Information Explosion – So What

With the exponential growth of information why are we not paralyzed yet?

IDC had predicted 40-60% Y-O-Y growth of information. This translates to a ten times growth in about 6 years time. Here are some interesting analogies on information explosion from Infographic: The Information Explosion, Forecasts, and the Cloud.

In spite of such growth we still continue to find that piece of information that we are looking for – we still have place to store data, picture, music, and video. We still reply to the important emails and catch up on Facebook. We are still able to afford to store the content within the budget and space constraint.

3 things have saved us! No, cloud storage in not one of them.

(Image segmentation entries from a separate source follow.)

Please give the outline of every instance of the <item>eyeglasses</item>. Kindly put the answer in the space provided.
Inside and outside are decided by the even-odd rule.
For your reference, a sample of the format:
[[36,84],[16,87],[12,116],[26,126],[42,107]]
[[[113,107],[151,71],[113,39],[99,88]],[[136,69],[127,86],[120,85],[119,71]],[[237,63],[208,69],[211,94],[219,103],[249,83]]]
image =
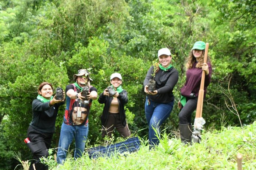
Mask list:
[[84,78],[85,79],[88,79],[88,77],[85,77],[85,76],[78,76],[78,78],[80,78],[80,79],[82,79],[82,78]]

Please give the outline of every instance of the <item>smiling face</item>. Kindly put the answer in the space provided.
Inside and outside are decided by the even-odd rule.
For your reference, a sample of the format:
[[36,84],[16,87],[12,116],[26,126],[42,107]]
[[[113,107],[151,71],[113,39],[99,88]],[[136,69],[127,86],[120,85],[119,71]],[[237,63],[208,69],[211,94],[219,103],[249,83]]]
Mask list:
[[114,77],[110,80],[110,83],[112,85],[115,89],[116,90],[116,89],[122,84],[122,80],[117,77]]
[[[80,113],[81,114],[80,114]],[[75,107],[72,114],[72,120],[76,125],[81,125],[85,121],[87,110],[84,107]]]
[[159,56],[159,63],[164,68],[167,68],[170,65],[171,61],[171,56],[163,54]]
[[77,76],[77,84],[80,87],[83,87],[87,84],[88,78],[84,75],[82,76]]
[[196,61],[198,61],[199,59],[202,56],[202,54],[203,54],[203,50],[198,49],[193,50],[193,55],[196,59]]
[[53,89],[49,85],[46,84],[43,86],[40,90],[39,91],[39,94],[45,99],[50,100],[53,95]]

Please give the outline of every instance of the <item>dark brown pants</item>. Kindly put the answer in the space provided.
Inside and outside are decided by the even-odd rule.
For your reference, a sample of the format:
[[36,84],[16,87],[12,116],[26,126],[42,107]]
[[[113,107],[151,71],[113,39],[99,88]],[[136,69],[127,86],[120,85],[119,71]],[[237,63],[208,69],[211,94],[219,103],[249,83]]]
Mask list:
[[128,137],[131,135],[131,131],[129,129],[128,124],[127,123],[124,127],[122,126],[120,119],[120,114],[119,113],[109,113],[107,123],[105,127],[102,128],[102,137],[104,137],[106,134],[107,134],[109,137],[112,137],[112,132],[115,128],[122,137]]

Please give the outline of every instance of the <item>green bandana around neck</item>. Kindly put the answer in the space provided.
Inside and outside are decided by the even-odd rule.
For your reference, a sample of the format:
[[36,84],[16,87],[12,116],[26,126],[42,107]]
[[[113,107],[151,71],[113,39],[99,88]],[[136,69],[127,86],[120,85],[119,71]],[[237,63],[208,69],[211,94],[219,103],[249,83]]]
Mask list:
[[[114,87],[113,86],[113,85],[111,85],[111,87],[112,87],[114,90],[115,90],[115,89],[114,88]],[[124,89],[122,88],[122,86],[120,86],[117,88],[116,91],[118,93],[120,93]]]
[[78,85],[78,84],[77,82],[74,83],[74,84],[75,85],[76,87],[77,87],[78,89],[80,89],[81,91],[83,90],[83,88],[79,86],[79,85]]
[[36,97],[36,99],[37,99],[38,100],[41,100],[41,101],[42,101],[43,103],[46,103],[48,102],[48,101],[50,101],[51,100],[53,99],[53,96],[51,96],[51,98],[50,99],[48,100],[45,99],[42,96],[40,96],[39,95],[38,95],[38,96]]
[[163,66],[162,66],[162,64],[160,64],[159,65],[159,66],[160,69],[165,71],[166,71],[167,70],[168,70],[173,67],[173,66],[172,66],[171,64],[170,64],[170,65],[167,68],[164,68]]

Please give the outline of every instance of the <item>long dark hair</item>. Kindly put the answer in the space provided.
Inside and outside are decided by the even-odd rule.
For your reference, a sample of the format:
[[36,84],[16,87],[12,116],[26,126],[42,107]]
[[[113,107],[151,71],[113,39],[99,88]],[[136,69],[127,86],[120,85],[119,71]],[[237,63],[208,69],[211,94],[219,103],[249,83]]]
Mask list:
[[39,85],[39,88],[38,88],[38,93],[40,95],[40,93],[39,93],[39,92],[41,91],[41,90],[42,90],[42,89],[43,88],[43,86],[45,85],[49,85],[51,87],[51,89],[53,89],[53,85],[51,85],[51,84],[49,82],[43,82],[41,84],[40,84],[40,85]]

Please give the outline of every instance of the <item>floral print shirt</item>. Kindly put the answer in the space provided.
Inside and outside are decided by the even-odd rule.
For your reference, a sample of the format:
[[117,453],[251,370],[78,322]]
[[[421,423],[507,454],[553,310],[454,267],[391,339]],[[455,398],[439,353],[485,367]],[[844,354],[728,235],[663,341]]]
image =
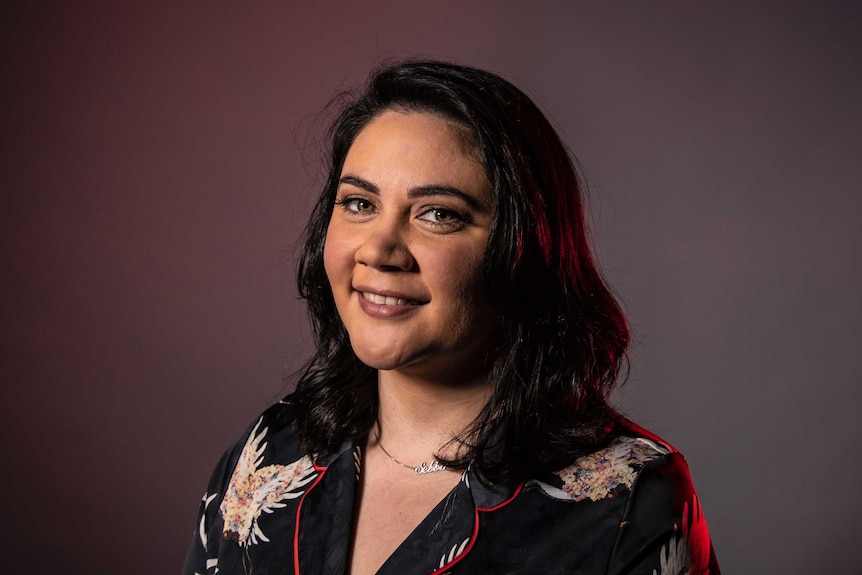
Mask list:
[[[625,423],[607,447],[518,485],[468,469],[381,575],[720,575],[683,456]],[[312,459],[269,408],[218,463],[184,575],[343,575],[359,447]]]

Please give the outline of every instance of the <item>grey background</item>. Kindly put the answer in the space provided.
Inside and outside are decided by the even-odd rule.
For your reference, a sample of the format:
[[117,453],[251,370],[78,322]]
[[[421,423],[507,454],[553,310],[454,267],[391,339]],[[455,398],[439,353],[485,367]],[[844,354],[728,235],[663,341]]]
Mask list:
[[[856,3],[5,3],[3,571],[170,573],[308,354],[315,114],[386,58],[497,71],[585,166],[726,573],[859,573]],[[310,3],[309,3],[310,4]]]

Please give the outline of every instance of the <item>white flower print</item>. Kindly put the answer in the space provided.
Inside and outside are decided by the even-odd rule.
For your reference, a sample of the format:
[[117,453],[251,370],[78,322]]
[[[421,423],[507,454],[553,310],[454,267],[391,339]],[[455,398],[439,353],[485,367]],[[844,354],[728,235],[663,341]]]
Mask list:
[[311,458],[304,456],[290,465],[260,467],[269,428],[258,428],[261,418],[249,435],[234,469],[225,498],[219,508],[224,519],[224,537],[243,547],[269,539],[258,525],[261,513],[272,513],[285,506],[285,499],[301,497],[302,489],[317,477]]
[[445,565],[446,563],[451,563],[453,559],[455,559],[458,555],[464,552],[464,549],[467,548],[467,543],[469,542],[470,538],[468,537],[460,544],[456,543],[455,545],[453,545],[452,549],[449,550],[449,553],[446,553],[445,555],[443,555],[443,557],[440,558],[440,565],[437,568],[442,569],[443,565]]
[[694,495],[689,522],[688,502],[682,509],[682,529],[674,525],[674,534],[659,551],[659,569],[653,575],[709,575],[710,539],[703,509]]
[[599,501],[628,492],[644,463],[667,453],[658,444],[632,437],[618,437],[604,449],[585,455],[573,465],[557,471],[561,488],[536,481],[556,499]]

Reduction in cost of storage

Storage cost has come down at about the same rate as the rate of increase of the data volume. One seems to have compensated the other. Matthew Komorowski has collected the cost data and has arrived at a formula for cost reduction – see the post A History of Storage Cost and see this post by Volkan Tunalı say that price become half every 14 months.

The reduction works out to about one order of magnitude every 4 years. Here is couple of other documents produced in 1992!

Improvement in search technology

Getting Information off the Internet is like taking drink from a fire hydrant … Mitch Kapor

Thanks primarily to Google, we are able to find our needle in the haystack or we are able to drink comfortably from the fire hydrant!

Today we can move away for from the data classification of structured vs. unstructured to:

  • Machine processable data: Such data is typically stored in a database or in a data warehouse. Computer can process, transform, analyze and aggregate such data. All transactional data fall in this category
  • Machine searchable data: Though machine can read this class of data and index it for people to search, computers cannot directly make sense of the data. Documents (word, excel, pdf etc) and web pages fall into this category. The semantic wave or the web 3.0 movement is aimed at making the searchable data into processable data.
  • Machine opaque data: Most of the audio, image and video data falls in this category. For many years now AI community has been working on trying to make opaque data into searchable data. OCR (optical character recognition) and Google similar images is a result of such effort. Opaque data can also be made partially searchable by adding meta-data to it.

Interestingly, the volume of searchable data is an order of magnitude more than processable data and the volume of opaque data is an order of magnitude more than searchable data. Gartner believes that over the next three years video will become a commonplace content type and interaction model for most users, and by 2013, more than 25 percent of the content that workers see in a day will be dominated by pictures, video or audio. (

Multi-factor knowledge acquisition

We have entered an era where we have adapted our ability to gather bits and pieces of information from multiple sources and build our understanding or find an accurate answer to a question we are asking. The beauty of this process is that the individual pieces of information may be partial and may even be erroneous. Our brain is able to resolve the contradiction and make sense and learn from this cacophony. This is the best way to combine what computers can do well (index and search) with what human can do well (make sense from multiple, incomplete and even contradictory set of information).

This process is like multifactor authentication where more than one piece of information about user identity is used to get more secure authentication.

Some of us follow this process with our own contributing to this cacophony. We go back and publish our understanding. We curate the content and create new content. As per Business Insider – Content Is No Longer King: Curation Is King.

Coming back to cloud storage and for it to remain viable the reduction in the cost of cloud storage needs to be visible.

That is the storage cost should be half every 14 months. However, such trend in not yet visible. I had done an analysis one year back – Cloud Economics – A Platform Comparison. You can use data from that post to do your own calculation.